Ari Shavit

Die politische Internet-Zeitung aus Duisburg

Ari Shavit:

An der Beziehung arbeiten
 

US-Präsident Barack Obama hat bei seinem Umgang mit Israel zwei schwere Fehler begangen: Er hat das Vertrauen der israelischen Öffentlichkeit verloren, und er hat das Vertrauen des israelischen Ministerpräsidenten verloren. Trotz ihres vorherigen Misstrauens hat die Mehrheit der Israels begeistert auf den Amtsantritt Obamas im Weißen Haus reagiert. Trotz gewisser Befürchtungen war der israelische Ministerpräsident bezaubert von dem jungen Senator aus Illinois und von seinem kometenhaften Aufstieg. Hätte Obama Israel und Netanyahu umarmt, hätte er das erreicht, was Anwar Sadat, Bill Clinton und König Hussein erreicht haben. Er hätte die Rechte zum Schmelzen gebracht, die Mitte erobert und Israel nach links gerückt. Ein israelophiler Obama, der wirklich der Sicherheit Israels verpflichtet wäre, hätte es in Israel leicht zum König bringen können.

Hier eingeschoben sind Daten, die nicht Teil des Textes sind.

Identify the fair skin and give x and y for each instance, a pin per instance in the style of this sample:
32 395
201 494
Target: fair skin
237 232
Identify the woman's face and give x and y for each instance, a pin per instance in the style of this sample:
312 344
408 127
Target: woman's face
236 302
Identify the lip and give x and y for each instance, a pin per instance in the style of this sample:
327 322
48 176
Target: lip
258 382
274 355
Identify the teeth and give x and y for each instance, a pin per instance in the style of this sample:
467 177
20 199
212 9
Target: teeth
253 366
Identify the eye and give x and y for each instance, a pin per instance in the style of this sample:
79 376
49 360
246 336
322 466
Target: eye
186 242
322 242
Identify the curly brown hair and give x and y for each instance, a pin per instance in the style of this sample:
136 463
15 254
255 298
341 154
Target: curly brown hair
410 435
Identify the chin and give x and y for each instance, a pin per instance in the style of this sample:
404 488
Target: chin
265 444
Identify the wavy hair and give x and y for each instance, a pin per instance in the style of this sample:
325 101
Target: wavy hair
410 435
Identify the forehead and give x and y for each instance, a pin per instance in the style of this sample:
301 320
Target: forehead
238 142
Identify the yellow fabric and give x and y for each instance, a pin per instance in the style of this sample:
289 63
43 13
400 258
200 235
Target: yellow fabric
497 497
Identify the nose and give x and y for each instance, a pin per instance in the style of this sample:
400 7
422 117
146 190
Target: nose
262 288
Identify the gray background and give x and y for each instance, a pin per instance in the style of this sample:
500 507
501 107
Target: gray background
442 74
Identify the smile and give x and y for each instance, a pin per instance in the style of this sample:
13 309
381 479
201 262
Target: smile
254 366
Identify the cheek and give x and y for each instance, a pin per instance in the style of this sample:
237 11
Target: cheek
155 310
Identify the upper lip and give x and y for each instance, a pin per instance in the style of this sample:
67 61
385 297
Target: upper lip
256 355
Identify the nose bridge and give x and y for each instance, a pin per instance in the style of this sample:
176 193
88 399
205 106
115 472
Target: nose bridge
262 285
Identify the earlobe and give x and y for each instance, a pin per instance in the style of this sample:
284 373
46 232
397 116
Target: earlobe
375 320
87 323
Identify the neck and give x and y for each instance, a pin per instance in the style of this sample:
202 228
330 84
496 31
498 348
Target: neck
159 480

Aus unerfindlichem Grund hat Obama allerdings beschlossen, den entgegengesetzten Weg zu beschreiten. Sein Treffen mit Netanjahu im Oval Office war ein Hinterhalt. Ohne ihn vorzubereiten, zu warnen oder abzuschrecken, legte Obama ihm ein Ultimatum vor. Statt sich wie ein guter Freund oder ein guter Pädagoge zu verhalten, verhielt er sich wie ein böser Polizist. So wurde Netanjahu vom einen auf den anderen Moment von einem Verehrer zu einem Misstrauischen. Und Obama beließ es nicht dabei. Kurze Zeit nach der Auseinandersetzung in Washington schüttelte er die vorherigen Verpflichtungen Washingtons in der Angelegenheit der Sieldungsblöcke ab. Barack Hussein Obama hat sowohl den Brief von George W. Bush als auch das politische Testament William Jefferson Clintons in den Papierkorb geworfen. Dadurch lehrte er die Israelis eine Lektion, die nicht so schnell vergessen werden wird: Das Wort eines US-Präsidenten ist nicht viel wert. Ein Versprechen vor einem Rückzug ist nur ein Versprechen.
Obama steht Israel nicht feindlich gegenüber. Im Gegenteil. Aber sein verfehltes Verhalten hat dazu geführt, dass er die Bereitschaft der israelischen Öffentlichkeit zur Unterstützung des nächsten großen Rückzugs gelähmt hat. Mit seinen Taten und Versäumnissen hat Obama bewirkt, dass nur wenige Israelis ihn heute als wahren Freund betrachten.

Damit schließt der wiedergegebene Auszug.